Segundo ele, a ANP possui um sistema que avalia periodicamente a consistência entre os volumes de diesel fóssil e biodiesel adquiridos, mas há dúvidas se o sistema atual utilizado pela agência “tem condição de apurar esse nível de desvio e se a frequência adotada é adequada”. “Não há dados concretos que comprovem determinadas condutas e se a não conformidade mais frequente no monitoramento é justamente o teor de biodiesel”, acrescenta Minelli.
Conhecendo o biodiesel
- O biodiesel é um combustível produzido a partir de matérias vegetais, como soja, mamona, babaçu, girassol e amendoim; ou animais, como sebo bovino, suíno ou de aves;
- Pode substituir o diesel mineral, sendo utilizado parcialmente em motores de caminhões, ônibus e pick-ups;
- É uma fonte de energia não tóxica e não agride o meio ambiente;
- No Brasil, a ANP determina que o diesel vendido seja composto de 12% de biodiesel como medida para reduzir a poluição ambiental e o aquecimento global.
Uso obrigatório para diminuir a poluição do ar
Mas por que o biodiesel é tão importante? De acordo com Gilberto Pose, a presença desse composto em veículos como caminhões e ônibus é “saudável” e “tem uma contribuição muito boa para o meio ambiente”. Ele destaca os resultados de uma pesquisa divulgada em 2015 pela Embrapa, mostrando que o biodiesel poderia reduzir em 70% a emissão de gases do efeito estufa. Na época, a mistura obrigatória ainda era quase metade da atual.

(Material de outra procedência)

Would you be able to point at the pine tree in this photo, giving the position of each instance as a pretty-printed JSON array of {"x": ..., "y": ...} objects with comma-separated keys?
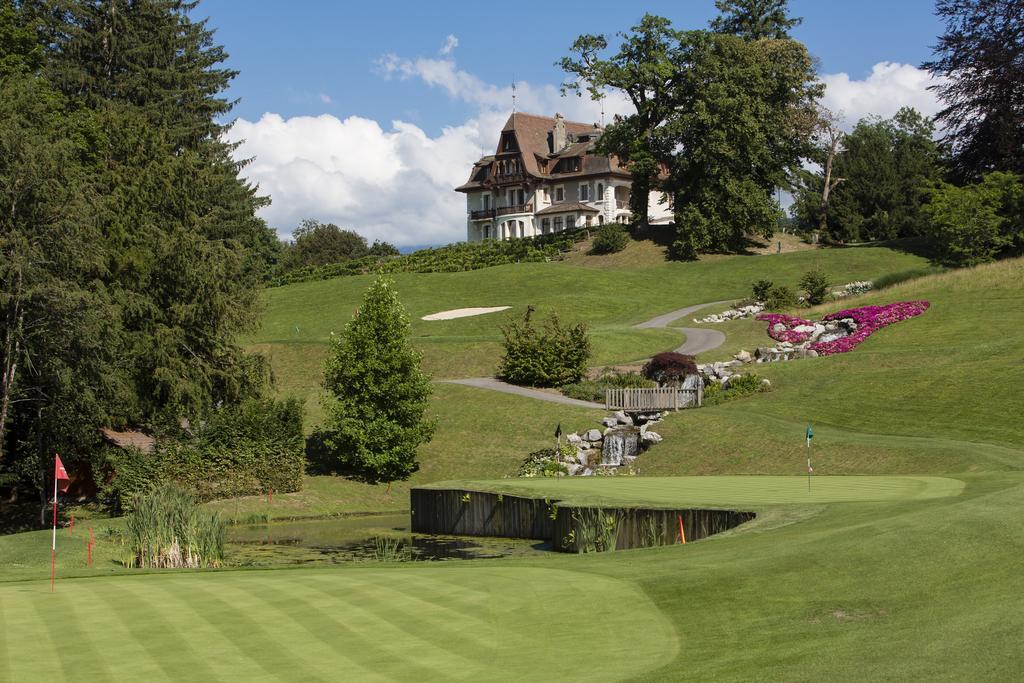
[{"x": 376, "y": 392}]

No Brasil, os motores com sistema Euro 5 têm mecanismos que monitoram a presença do biodiesel no tanque e ajudam a controlar a emissão de poluentes. Eles foram adotados em 2012, como parte das políticas ambientais do país. “Você tem dois sensores: um antes do catalisador e outro após. Eles medem o diferencial da quantidade de poluentes no gás de escape e mandam informação para o sistema eletrônico”, explica Pose.
Pose lembra que é muito mais comum que veículos antigos movidos a diesel, em comparação com os que rodam com álcool, ou gasolina, continuem a circular nas ruas. São caminhões e ônibus com 20 anos de uso, ou até mais.
“Os motores mais antigos, sem essa tecnologia toda, vão soltar pelo escapamento maior quantidade de poluentes, porque o biodiesel não está lá dentro, ou está na quantidade menor que a especificada por lei. E isso afeta a poluição dos grandes centros e a poluição atmosférica como um todo”, explica o engenheiro.
Segundo o especialista, a falta ou diminuição do biodiesel sobrecarrega o sistema dos veículos. “Quando você tira o biodiesel, a carga de poluentes aumenta. Esses sensores vão ler que aumentou e vão fazer o sistema trabalhar mais intensamente. Vai ter que injetar mais ureia, ou recircular o gás em maior volume para poder sair no escapamento a mesma qualidade que sairia se o biodiesel estivesse presente na quantidade especificada por lei”, alerta.
“Se o diesel que está sendo utilizado, na sua versão pura, tiver um baixo índice de lubricidade, a falta do biodiesel pode causar desgastes internos no sistema de combustível, na bomba injetora, nos bicos injetores. É prejudicial ao motor”, ele ressalta.
Os motores mais antigos, sem essa tecnologia toda, vão soltar pelo escapamento maior quantidade de poluentes, porque o biodiesel não está lá dentro, ou está na quantidade menor que a especificada por lei. E isso afeta a poluição dos grandes centros e a poluição atmosférica como um todo
A olho nu, em geral, é difícil atestar a qualidade do diesel. Isso é uma tarefa para os laboratórios de testagem. Mas Pose explica que o diesel marítimo tem cor de chá mate, mais acastanhada. O diesel S10 é amarelo e o S500, mais avermelhado.